Comparing the preclinical risk profile of inhalable candidate and potential candidate modified risk tobacco products: A bridging use case

  • Walter K. Schlage,
  • Bjoern Titz,
  • Anita Iskandar,
  • Carine Poussin,
  • Marco Van der Toorn,
  • Ee Tsin Wong,
  • Pascal Pratte,
  • Serge Maeder,
  • Jean-Pierre Schaller,
  • Pavel Pospisil,
  • Stephanie Boue,
  • Grégory Vuillaume,
  • Patrice Leroy,
  • Florian Martin,
  • Nikolai V. Ivanov,
  • Manuel C. Peitsch,
  • Julia Hoeng

Journal volume & issue
Vol. 7
pp. 1187 – 1206

Abstract

Read online

Cigarette smoking causes major preventable diseases, morbidity, and mortality worldwide. Smoking cessation and prevention of smoking initiation are the preferred means for reducing these risks. Less harmful tobacco products, termed modified-risk tobacco products (MRTP), are being developed as a potential alternative for current adult smokers who would otherwise continue smoking.

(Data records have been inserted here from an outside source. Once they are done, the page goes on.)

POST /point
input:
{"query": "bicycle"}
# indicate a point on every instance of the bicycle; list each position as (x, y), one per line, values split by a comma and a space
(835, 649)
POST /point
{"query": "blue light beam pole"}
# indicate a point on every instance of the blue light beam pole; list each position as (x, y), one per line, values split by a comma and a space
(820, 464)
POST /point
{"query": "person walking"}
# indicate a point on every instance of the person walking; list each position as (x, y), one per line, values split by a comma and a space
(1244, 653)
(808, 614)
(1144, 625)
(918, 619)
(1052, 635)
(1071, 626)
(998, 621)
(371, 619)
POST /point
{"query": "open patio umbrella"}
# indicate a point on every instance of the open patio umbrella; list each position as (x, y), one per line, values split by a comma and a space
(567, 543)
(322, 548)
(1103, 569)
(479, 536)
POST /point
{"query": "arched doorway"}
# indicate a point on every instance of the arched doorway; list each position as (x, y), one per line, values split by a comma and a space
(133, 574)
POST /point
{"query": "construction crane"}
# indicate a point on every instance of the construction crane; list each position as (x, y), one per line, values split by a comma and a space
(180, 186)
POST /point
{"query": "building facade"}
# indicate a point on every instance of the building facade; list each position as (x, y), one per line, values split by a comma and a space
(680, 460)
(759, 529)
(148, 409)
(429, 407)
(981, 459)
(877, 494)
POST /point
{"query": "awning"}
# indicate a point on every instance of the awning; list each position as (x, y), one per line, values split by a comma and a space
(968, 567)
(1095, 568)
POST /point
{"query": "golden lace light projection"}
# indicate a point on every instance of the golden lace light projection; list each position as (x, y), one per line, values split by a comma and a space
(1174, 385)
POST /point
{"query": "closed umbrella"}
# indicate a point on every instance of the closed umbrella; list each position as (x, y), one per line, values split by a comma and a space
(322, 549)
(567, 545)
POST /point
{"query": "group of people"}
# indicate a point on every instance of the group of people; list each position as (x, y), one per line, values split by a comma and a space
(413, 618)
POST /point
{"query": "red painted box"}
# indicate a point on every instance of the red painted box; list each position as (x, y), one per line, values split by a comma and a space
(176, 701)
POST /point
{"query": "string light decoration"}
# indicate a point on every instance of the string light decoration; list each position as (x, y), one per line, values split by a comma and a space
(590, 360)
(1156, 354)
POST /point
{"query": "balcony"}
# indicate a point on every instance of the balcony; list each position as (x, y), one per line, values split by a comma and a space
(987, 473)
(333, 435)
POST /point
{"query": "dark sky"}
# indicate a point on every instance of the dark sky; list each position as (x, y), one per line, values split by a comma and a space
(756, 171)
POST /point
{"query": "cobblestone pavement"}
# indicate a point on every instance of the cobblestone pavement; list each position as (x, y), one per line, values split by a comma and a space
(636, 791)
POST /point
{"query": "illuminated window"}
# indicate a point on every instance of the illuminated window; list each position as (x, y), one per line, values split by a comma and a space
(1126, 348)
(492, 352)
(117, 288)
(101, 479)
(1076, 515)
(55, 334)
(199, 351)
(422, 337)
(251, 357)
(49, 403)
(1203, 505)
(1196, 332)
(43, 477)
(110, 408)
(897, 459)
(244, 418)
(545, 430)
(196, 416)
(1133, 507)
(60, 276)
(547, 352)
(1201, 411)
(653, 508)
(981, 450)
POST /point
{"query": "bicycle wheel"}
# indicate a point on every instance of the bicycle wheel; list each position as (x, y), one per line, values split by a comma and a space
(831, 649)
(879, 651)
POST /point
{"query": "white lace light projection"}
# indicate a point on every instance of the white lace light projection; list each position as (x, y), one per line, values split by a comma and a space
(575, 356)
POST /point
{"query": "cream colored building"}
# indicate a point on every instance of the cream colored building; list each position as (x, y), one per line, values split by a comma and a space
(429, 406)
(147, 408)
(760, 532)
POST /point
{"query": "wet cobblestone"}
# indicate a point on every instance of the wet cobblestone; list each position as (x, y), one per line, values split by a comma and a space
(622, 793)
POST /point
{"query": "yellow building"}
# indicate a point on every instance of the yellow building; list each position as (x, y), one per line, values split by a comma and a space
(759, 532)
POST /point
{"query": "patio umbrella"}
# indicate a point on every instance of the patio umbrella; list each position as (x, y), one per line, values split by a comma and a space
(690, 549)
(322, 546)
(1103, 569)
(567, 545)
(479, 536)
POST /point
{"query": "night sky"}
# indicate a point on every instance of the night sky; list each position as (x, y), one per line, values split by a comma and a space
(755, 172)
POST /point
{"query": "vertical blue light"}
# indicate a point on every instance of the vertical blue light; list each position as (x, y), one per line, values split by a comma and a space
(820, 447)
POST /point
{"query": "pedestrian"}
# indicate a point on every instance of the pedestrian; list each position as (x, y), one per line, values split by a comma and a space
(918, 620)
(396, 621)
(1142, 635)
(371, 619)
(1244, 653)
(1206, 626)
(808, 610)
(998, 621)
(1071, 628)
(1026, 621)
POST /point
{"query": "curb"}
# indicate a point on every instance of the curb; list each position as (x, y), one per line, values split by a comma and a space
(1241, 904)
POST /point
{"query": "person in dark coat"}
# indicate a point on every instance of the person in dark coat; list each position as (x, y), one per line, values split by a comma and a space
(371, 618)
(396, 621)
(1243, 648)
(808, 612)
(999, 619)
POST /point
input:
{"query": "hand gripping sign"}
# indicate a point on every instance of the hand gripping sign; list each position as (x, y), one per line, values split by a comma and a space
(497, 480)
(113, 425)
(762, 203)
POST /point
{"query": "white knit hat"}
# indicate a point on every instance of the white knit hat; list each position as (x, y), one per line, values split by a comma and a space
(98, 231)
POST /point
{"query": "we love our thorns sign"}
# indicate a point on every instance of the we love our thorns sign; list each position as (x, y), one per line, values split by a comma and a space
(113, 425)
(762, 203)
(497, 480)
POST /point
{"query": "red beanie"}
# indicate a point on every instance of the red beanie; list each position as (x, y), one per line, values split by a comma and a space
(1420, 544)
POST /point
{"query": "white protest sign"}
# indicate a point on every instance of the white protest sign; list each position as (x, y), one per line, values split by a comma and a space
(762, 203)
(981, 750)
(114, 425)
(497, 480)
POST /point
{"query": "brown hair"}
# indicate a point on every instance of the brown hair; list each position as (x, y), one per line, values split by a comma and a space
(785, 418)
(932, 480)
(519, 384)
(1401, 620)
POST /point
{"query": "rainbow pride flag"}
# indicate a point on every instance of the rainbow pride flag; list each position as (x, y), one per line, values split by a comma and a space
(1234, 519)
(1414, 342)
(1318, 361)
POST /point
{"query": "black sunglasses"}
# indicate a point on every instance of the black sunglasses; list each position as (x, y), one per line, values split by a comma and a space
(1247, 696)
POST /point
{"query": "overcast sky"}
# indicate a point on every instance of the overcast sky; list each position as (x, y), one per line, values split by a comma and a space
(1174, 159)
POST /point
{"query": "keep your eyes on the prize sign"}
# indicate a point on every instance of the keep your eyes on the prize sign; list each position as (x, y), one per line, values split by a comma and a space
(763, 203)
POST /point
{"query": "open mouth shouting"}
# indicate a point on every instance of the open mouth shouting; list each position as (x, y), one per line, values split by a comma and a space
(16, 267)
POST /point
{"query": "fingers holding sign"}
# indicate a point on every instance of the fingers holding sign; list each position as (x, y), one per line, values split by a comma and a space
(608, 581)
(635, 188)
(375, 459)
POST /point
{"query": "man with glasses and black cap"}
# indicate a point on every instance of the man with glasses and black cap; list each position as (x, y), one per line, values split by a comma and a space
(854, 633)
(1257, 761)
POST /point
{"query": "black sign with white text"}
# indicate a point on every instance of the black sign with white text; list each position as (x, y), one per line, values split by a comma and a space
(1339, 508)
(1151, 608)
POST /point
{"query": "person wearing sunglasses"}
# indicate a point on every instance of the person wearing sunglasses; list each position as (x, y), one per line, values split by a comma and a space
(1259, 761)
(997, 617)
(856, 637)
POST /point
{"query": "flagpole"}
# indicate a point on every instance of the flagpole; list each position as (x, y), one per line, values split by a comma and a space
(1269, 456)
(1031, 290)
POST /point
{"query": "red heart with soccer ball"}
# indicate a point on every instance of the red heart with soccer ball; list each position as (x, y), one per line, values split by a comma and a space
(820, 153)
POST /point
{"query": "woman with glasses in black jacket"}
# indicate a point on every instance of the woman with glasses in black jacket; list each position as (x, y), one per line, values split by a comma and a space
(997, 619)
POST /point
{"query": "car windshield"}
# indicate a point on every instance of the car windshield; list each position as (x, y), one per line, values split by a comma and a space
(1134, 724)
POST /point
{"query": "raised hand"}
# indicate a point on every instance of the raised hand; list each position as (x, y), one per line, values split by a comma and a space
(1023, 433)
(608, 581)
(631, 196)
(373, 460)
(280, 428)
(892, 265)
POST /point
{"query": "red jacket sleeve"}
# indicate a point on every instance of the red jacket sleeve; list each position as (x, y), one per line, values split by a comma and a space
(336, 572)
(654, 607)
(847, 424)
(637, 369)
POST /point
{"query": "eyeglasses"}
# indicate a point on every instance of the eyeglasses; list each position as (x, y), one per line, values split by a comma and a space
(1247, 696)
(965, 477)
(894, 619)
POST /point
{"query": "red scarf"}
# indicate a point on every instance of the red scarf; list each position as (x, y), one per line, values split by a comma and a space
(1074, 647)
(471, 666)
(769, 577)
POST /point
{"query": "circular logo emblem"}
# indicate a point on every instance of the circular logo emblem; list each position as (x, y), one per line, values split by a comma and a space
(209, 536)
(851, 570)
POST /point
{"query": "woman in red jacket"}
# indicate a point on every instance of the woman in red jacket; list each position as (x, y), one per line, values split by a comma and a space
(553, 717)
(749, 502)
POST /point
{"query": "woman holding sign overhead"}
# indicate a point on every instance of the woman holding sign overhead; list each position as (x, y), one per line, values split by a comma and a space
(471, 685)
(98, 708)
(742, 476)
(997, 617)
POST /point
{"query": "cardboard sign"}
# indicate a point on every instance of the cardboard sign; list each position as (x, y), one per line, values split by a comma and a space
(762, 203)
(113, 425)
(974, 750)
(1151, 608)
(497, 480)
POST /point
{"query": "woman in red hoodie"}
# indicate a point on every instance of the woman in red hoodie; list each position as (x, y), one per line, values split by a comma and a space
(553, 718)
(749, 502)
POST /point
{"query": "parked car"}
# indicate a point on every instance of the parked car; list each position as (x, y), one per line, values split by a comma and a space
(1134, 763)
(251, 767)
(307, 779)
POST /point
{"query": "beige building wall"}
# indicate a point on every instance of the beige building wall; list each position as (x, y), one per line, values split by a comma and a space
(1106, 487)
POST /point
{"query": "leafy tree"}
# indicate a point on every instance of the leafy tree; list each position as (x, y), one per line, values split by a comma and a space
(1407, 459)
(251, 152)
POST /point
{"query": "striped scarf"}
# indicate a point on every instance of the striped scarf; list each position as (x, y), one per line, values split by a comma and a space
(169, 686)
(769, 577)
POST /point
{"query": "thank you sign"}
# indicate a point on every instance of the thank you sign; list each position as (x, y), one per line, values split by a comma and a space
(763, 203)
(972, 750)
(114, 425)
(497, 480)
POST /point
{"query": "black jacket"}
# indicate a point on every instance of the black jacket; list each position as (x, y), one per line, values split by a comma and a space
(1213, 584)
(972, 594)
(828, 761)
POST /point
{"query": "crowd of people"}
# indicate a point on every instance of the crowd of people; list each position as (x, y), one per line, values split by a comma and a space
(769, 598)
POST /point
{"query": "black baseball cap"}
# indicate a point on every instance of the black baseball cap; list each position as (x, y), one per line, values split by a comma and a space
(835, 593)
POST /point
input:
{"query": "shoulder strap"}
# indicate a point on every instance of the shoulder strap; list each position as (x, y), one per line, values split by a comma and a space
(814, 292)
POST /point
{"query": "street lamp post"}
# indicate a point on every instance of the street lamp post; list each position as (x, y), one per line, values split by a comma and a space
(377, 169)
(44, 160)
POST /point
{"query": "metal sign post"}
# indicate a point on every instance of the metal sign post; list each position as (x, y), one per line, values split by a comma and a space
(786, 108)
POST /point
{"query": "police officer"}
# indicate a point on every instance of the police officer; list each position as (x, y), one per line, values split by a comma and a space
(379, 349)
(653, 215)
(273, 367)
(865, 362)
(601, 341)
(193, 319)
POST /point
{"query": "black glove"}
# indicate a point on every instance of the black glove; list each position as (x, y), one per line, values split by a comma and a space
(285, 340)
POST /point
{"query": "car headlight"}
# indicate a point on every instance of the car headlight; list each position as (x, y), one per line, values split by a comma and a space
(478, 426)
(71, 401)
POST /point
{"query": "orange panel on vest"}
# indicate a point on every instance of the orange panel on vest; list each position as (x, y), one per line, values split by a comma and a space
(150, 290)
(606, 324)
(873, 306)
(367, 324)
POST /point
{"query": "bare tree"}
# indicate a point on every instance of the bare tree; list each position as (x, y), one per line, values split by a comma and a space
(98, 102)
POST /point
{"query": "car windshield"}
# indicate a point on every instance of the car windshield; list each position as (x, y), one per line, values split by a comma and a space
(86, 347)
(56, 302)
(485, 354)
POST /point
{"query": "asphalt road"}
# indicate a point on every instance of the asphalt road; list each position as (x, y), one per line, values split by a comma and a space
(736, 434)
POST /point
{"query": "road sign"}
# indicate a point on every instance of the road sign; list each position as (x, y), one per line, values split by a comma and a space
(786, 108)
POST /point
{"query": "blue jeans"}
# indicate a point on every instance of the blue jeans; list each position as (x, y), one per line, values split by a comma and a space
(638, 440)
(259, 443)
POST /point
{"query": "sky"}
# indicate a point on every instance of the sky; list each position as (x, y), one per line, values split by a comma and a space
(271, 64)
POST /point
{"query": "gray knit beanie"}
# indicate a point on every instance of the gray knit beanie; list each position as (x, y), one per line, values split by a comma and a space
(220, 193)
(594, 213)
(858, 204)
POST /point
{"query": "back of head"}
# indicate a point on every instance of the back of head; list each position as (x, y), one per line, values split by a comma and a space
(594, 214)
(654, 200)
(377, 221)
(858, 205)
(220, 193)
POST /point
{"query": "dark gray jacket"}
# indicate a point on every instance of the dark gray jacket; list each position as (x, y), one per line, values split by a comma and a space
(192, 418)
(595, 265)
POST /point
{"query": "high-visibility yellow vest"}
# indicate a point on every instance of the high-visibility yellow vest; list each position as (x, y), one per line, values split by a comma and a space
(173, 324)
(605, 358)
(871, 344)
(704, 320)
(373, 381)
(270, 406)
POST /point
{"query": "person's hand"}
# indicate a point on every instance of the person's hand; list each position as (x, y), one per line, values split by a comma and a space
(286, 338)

According to a regulatory framework issued by the US Food and Drug Administration, a manufacturer must provide comprehensive scientific evidence that the product significantly reduces harm and the risk of tobacco-related diseases, in order to obtain marketing authorization for a new MRTP. For new tobacco products similar to an already approved predicate product, the FDA has foreseen a simplified procedure for assessing “substantial equivalence”. In this article, we present a use case that bridges the nonclinical evidence from previous studies demonstrating the relatively reduced harm potential of two heat-not-burn products based on different tobacco heating principles. The nonclinical evidence was collected along a “causal chain of events leading to disease” (CELSD) to systematically follow the consequences of reduced exposure to toxicants (relative to cigarette smoke) through increasing levels of biological complexity up to disease manifestation in animal models of human disease. This approach leverages the principles of systems biology and toxicology as a basis for further extrapolation to human studies. The experimental results demonstrate a similarly reduced impact of both products on apical and molecular endpoints, no novel effects not seen with cigarette smoke exposure, and an effect of switching from cigarettes to either MRTP that is comparable to that of complete smoking cessation. Ideally, a subset of representative assays from the presented sequence along the CELSD could be sufficient for predicting similarity or substantial equivalence in the nonclinical impact of novel products; this would require further validation, for which the present use case could serve as a starting point.